Foto: Wertvoll Fotografie
    Reinhard Schelzig, Gitarrenlehrer aus Mering, unterrichtet per Interface von zuhause aus. Foto: Wertvoll Fotografie

    Menschenansammlungen und soziale Kontakte sollen im Zuge der Corona-Pandemie vermieden werden. Deswegen werden Konzerte abgesagt und Musikschulen müssen schließen. Für freiberufliche Künstler im Wittelsbacher Land ist das existenzbedrohend. „Das ist der bisher größte spürbare Einschnitt“, erzählt Harry Alt. Er unterrichtet als selbstständiger Musiklehrer an der Friedberger Schule für Musik und hat eine eigene Band. Konzerte, zum Beispiel eines im Kurhaus Göggingen mit dem Entertainer Chris Kolonko, musste der Schlagzeuger erst einmal absagen.

    Auch für seine Band Harrycane Orchestra sei es bitter, berichtet Alt. Gerade erst hätten sie eine neue CD eingespielt. Die Präsentation soll nun verschoben werden.
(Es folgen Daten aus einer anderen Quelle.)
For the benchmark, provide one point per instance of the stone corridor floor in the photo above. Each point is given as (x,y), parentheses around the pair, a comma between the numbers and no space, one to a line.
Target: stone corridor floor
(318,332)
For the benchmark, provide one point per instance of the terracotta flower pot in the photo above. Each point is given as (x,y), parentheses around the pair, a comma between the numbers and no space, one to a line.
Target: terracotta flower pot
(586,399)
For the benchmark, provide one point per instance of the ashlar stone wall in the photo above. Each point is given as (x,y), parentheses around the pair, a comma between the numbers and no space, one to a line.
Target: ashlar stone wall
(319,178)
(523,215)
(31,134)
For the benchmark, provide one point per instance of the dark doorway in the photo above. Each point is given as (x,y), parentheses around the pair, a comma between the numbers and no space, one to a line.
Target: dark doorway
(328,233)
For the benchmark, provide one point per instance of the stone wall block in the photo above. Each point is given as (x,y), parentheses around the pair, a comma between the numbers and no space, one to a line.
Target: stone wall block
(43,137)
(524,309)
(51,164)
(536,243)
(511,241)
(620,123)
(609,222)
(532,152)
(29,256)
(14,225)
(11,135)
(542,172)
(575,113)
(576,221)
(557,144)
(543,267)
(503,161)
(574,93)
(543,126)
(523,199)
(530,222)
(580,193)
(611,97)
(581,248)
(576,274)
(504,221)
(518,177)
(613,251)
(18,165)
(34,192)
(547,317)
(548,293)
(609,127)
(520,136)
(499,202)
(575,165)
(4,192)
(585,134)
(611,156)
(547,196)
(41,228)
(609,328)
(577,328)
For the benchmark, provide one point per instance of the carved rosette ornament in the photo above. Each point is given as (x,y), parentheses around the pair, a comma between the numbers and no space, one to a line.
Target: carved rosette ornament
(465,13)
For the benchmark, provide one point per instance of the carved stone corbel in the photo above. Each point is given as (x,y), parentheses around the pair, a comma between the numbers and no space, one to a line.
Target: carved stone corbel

Für seine freischaffende Lehrtätigkeit versucht Alt den Schlagzeugunterricht nun online per Skype anzubieten. „Man wird sehen, ob das angenommen wird.“

    Ganz ähnlich ist die Situation bei Isabella Selder, die mit ihrem Kollegen Santiago Molina Gimberna das Gitarrenstudio Friedberg betreibt. Auch sie seien vorerst auf virtuellen Unterricht umgestiegen, berichtet Selder. Das Feedback von Eltern sei bisher sehr positiv. Selder, die als Künstlerin sowohl solo als auch im Duo unterwegs ist, hat alle eigenen Proben ebenfalls erst einmal gestrichen. „Ob die geplanten Konzerte im Mai und Juni stattfinden können, steht noch in den Sternen.“ Verbände wie der Tonkünstlerverband seien nun das Sprachrohr für freiberufliche Musikpädagogen und private Musikinstitute. Neben ihrer Selbstständigkeit ist Selder angestellt tätig. Das fange bei ihr die größten finanziellen Unsicherheiten vorerst ab.

    Darauf kann Stephanie Knauer, die in Friedberg Klavierunterricht gibt, nicht vertrauen. Ihr Lehrauftrag an der Universität Augsburg im Sommersemester steht noch infrage. Die Pianistin hat das Gefühl, dass die Schlinge immer enger wird. „Fällt ein ganzes halbes Jahr das Honorar weg, tut das natürlich sehr weh.“ Über zehn Konzerte seien bis Mai abgesagt worden. Unterrichten will auch Knauer nun per Skype. Trotzdem werde sie einen Antrag auf Soforthilfe beim Wirtschaftsministerium stellen. Dies ist, wie berichtet, ab Donnerstag auch für Künstler und andere Selbstständige möglich. In diesen Zeiten halten aber auch die Künstler untereinander zusammen.

    Man vernetze sich, erzählt auch Christine Pemsl. Sie ist Mitinitiatorin der Musikschmiede Kissing, einem Netzwerk von Musiklehrern. Für Pemsl, die Harfe und Blockflöte unterrichtet, ist das Coronavirus eine „ganz heikle Nummer“. Trotzdem appelliert sie an die Solidarität der Menschen. Man müsse nun eine Gemeinschaft bilden. Spendenaufrufe seien da ein guter Anfang. Als Übergangslösung versuchen die meisten Kollegen aus der Musikschmiede ihren Musikunterricht nun online anzubieten. Aber für viele sei das Neuland. Sie haben nicht das nötige Wissen und die Ausstattung, berichtet Pemsl. Das mache vielen Freiberuflern große Angst.

    Reinhard Schelzig, selbstständiger Gitarrenlehrer aus Mering, hat dagegen Glück. In der Music World Augsburg habe er das vorletzte Interface, eine technische Schnittstelle zwischen zwei Geräten, ergattert. Damit richte er daheim ein kleines Studio ein, aus dem er seine Schüler online an der E- und Akustikgitarre unterrichtet. Dass die Festivalsaison nun auf der Kippe steht, trifft den Gitarristen sehr. Wie berichtet, wurde zum Beispiel „Reggae in Wulf“ bereits wegen Corona abgesagt. Trotzdem sei er zuversichtlich. Das liege auch am Kontakt mit Kollegen.

    Diesen Optimismus teilt der Kirchenmusiker Helmuth Ott, obwohl die ausfallenden Gottesdienste problematisch für ihn sind. Auch Trauerfeiern in Kirchen finden nicht mehr statt. Er könne sich aber vorstellen, mit seinem Keyboard auf dem Friedhof Musik zu machen. Sorgen bereiten ihm eher die Menschen, die in der Krise allein sind und Angst haben. Als Kirchenmusiker ist er in Teilzeit angestellt. Künstler, die nur von ihrer freiberuflichen Tätigkeiten leben, hätten da ganz andere Probleme.